Current Demand Concerns Reduce Oil Prices

Early on Tuesday crude oil prices saw a decline following its former sell off after the sharp cut in oil prices from Saudi Arabia. In addition to this, the lower than expected United States job report brought about scepticism on how strong the global economic recovery is. This caused a decline around 1330 GMT, in the future of US crude which declined by 1.1% and sold at $68.52 a barrel, and Brent futures decreased by 0.4% selling at $71.96 per barrel.

Futures of the US Gasoline RBOB declined 1.4% selling at $2.1245 per gallon. Saudi Aramco reduced its selling price for October for all crude sold to Asia during the weekend by at least $1 per barrel. This was as a result of the increasing demand worries from investors in the World’s top importing regions.

Larger Than Expected Cut

The decrease in crude had been anticipated; however, the cut was larger than the market had expected. According to the analyst, the increase in the Saudi output together with the little demand in Asia has resulted in this large cut. The US data report the Non-farm payroll, which increased by just 235,000 for the month of August.

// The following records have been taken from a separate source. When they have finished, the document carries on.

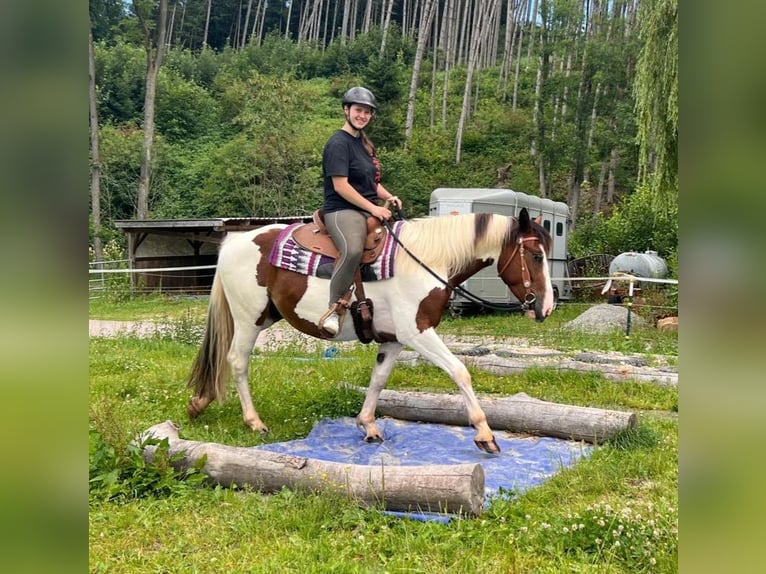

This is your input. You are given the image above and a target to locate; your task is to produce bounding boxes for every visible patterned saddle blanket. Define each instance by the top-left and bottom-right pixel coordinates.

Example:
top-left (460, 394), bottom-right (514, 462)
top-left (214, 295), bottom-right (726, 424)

top-left (269, 221), bottom-right (404, 281)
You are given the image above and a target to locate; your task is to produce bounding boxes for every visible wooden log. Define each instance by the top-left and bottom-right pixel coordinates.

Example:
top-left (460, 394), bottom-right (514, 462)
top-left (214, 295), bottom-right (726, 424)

top-left (143, 421), bottom-right (484, 516)
top-left (397, 351), bottom-right (678, 387)
top-left (354, 387), bottom-right (638, 443)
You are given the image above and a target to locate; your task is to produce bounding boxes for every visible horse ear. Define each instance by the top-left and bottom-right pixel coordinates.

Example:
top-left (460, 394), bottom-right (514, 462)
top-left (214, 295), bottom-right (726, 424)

top-left (519, 207), bottom-right (532, 233)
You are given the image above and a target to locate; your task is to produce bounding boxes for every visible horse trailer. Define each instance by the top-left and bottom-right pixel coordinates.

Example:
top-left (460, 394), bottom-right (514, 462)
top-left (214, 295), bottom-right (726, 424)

top-left (429, 187), bottom-right (572, 313)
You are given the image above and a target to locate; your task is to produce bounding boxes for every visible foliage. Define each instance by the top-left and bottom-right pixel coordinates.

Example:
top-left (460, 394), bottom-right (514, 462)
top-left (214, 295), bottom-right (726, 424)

top-left (569, 186), bottom-right (678, 257)
top-left (88, 428), bottom-right (206, 500)
top-left (91, 5), bottom-right (677, 270)
top-left (635, 0), bottom-right (678, 209)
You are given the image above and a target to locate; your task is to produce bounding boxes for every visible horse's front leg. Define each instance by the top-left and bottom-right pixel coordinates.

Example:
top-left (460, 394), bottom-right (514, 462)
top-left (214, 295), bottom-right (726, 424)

top-left (356, 343), bottom-right (404, 442)
top-left (406, 329), bottom-right (500, 453)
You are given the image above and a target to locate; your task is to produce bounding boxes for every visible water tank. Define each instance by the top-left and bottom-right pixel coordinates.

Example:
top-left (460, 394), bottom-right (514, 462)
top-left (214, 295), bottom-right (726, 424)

top-left (609, 251), bottom-right (668, 279)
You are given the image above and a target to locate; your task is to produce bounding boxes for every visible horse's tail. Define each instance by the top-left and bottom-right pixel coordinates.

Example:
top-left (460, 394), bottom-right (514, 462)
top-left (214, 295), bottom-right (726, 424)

top-left (188, 273), bottom-right (234, 404)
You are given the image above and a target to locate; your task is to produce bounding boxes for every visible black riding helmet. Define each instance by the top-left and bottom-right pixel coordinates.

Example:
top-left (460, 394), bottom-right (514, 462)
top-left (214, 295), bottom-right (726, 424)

top-left (341, 86), bottom-right (378, 112)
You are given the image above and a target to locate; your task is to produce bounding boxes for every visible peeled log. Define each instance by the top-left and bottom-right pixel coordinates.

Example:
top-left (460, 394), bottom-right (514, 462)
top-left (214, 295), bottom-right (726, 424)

top-left (144, 421), bottom-right (484, 516)
top-left (356, 387), bottom-right (638, 443)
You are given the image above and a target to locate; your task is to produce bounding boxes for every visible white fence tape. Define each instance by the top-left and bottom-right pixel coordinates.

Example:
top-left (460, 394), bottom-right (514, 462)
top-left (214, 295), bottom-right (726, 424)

top-left (88, 263), bottom-right (678, 285)
top-left (88, 265), bottom-right (216, 273)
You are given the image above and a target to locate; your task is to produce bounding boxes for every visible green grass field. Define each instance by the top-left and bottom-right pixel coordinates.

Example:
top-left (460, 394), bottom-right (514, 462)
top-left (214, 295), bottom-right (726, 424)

top-left (89, 297), bottom-right (678, 574)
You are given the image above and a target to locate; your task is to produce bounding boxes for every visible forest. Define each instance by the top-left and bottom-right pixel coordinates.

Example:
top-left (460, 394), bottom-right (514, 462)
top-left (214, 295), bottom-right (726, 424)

top-left (89, 0), bottom-right (678, 275)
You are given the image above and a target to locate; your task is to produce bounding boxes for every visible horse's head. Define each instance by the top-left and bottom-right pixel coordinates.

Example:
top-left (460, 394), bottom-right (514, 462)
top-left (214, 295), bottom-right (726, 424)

top-left (497, 208), bottom-right (554, 321)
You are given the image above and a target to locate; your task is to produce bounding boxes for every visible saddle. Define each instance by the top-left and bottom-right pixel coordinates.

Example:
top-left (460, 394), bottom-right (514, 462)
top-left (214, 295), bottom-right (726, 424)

top-left (293, 209), bottom-right (388, 264)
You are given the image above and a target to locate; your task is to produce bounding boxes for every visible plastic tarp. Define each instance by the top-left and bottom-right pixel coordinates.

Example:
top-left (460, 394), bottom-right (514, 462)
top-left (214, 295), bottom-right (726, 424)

top-left (257, 417), bottom-right (593, 521)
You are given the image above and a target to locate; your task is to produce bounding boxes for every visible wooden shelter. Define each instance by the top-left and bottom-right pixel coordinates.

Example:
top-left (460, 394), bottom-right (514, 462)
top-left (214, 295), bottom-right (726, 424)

top-left (114, 215), bottom-right (311, 294)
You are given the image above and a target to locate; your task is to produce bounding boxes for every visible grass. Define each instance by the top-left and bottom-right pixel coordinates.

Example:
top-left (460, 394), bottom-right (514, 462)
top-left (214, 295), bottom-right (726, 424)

top-left (89, 297), bottom-right (678, 573)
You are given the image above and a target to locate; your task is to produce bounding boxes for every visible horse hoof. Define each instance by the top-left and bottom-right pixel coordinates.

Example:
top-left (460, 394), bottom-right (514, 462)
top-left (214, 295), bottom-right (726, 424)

top-left (473, 437), bottom-right (500, 454)
top-left (186, 399), bottom-right (204, 420)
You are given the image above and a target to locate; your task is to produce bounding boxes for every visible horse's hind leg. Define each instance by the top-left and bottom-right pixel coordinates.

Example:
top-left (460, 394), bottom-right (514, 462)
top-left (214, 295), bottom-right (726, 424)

top-left (227, 320), bottom-right (269, 433)
top-left (407, 329), bottom-right (500, 453)
top-left (356, 343), bottom-right (404, 442)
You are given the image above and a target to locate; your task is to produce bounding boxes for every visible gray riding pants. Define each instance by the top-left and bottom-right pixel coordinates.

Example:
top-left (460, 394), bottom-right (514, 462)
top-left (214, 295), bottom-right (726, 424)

top-left (324, 209), bottom-right (368, 306)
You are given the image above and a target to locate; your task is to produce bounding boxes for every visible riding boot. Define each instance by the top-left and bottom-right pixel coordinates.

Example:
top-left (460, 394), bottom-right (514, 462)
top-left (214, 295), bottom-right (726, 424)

top-left (319, 286), bottom-right (354, 339)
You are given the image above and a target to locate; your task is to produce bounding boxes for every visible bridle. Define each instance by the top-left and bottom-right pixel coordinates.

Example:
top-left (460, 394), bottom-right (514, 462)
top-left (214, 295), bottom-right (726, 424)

top-left (497, 235), bottom-right (540, 311)
top-left (383, 218), bottom-right (540, 312)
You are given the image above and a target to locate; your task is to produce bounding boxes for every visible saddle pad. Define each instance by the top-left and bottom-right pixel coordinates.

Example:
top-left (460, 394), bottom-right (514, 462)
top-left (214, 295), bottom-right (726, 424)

top-left (269, 221), bottom-right (404, 281)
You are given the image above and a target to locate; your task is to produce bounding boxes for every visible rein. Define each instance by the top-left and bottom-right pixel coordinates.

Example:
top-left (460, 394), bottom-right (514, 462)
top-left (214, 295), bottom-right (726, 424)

top-left (383, 217), bottom-right (537, 311)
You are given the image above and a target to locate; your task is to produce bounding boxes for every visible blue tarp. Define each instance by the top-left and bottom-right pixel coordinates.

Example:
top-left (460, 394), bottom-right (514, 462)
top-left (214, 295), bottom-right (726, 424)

top-left (258, 417), bottom-right (593, 519)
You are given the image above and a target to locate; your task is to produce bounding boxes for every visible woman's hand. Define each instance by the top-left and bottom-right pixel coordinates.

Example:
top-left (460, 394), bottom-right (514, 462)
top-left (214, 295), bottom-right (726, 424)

top-left (370, 205), bottom-right (391, 221)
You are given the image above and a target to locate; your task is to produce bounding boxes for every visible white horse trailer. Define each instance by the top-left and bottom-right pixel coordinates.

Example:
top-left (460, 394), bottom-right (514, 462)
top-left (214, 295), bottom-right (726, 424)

top-left (429, 187), bottom-right (572, 312)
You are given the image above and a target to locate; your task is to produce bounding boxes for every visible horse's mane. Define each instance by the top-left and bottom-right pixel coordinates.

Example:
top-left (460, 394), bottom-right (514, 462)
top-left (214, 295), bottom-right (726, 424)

top-left (396, 213), bottom-right (518, 276)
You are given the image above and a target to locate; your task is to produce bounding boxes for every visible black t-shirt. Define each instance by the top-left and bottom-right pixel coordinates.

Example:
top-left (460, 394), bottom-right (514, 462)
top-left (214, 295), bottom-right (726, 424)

top-left (322, 130), bottom-right (378, 213)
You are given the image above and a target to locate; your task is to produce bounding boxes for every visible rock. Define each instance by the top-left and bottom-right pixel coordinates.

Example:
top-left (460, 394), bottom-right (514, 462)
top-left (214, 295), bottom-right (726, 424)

top-left (563, 304), bottom-right (646, 333)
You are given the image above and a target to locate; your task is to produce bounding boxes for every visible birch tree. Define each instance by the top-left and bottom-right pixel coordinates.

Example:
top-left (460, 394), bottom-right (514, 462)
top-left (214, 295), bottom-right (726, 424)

top-left (404, 0), bottom-right (438, 147)
top-left (88, 26), bottom-right (104, 263)
top-left (634, 0), bottom-right (678, 206)
top-left (133, 0), bottom-right (168, 219)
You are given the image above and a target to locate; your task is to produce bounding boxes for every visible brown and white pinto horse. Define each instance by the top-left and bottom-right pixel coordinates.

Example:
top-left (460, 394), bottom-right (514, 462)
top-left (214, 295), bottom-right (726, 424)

top-left (188, 209), bottom-right (554, 453)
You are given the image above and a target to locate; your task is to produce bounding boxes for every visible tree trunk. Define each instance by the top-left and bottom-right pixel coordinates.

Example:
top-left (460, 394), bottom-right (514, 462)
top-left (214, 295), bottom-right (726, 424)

top-left (380, 0), bottom-right (394, 56)
top-left (239, 0), bottom-right (253, 48)
top-left (88, 27), bottom-right (104, 263)
top-left (455, 0), bottom-right (489, 163)
top-left (202, 0), bottom-right (213, 48)
top-left (133, 0), bottom-right (168, 219)
top-left (142, 421), bottom-right (485, 516)
top-left (404, 0), bottom-right (437, 147)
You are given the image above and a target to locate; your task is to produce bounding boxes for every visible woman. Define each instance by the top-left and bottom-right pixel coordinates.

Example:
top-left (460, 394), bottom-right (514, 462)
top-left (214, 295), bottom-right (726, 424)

top-left (319, 86), bottom-right (402, 337)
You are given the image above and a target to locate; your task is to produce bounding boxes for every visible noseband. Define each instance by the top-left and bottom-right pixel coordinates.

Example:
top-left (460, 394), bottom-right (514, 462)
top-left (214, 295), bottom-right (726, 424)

top-left (497, 235), bottom-right (540, 311)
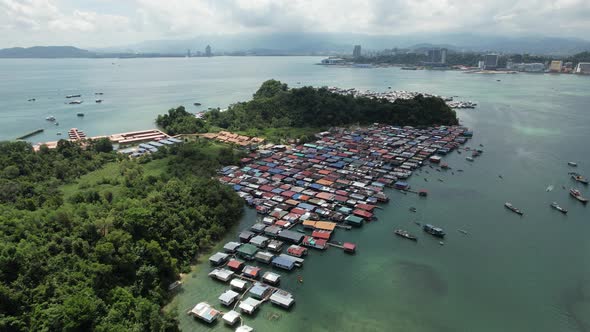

 This was below the expected number and was the smallest amount in about seven months. This report was also weaker than the 1 million jobs which were added in July. Though China released strong export data on Tuesday, this did not improve the mood as the trade numbers showed that the import of crude was still running at more than 1 million per day in August

More on Oil Prices

The crude price still stayed at a relatively high level. As they are underpinned by continued outages of the US supply from Hurrican Ida. More than 80% of Gulf of Mexico oil production has remained shut down for more than a week after its impact. Vagit Alekperov, Head of Lukoil stated that oil prices are not between $65-$75 per barrel. 

He also mentioned that OPEC and other groups of leading oil-producing nations are striving to maintain a price range. They are doing so by regulating the output. The Organization of Petroleum Exporting Countries and Allies (OPEC+) is sticking last week to its agenda and plans to provide about 400,000 barrels per day for the next few months.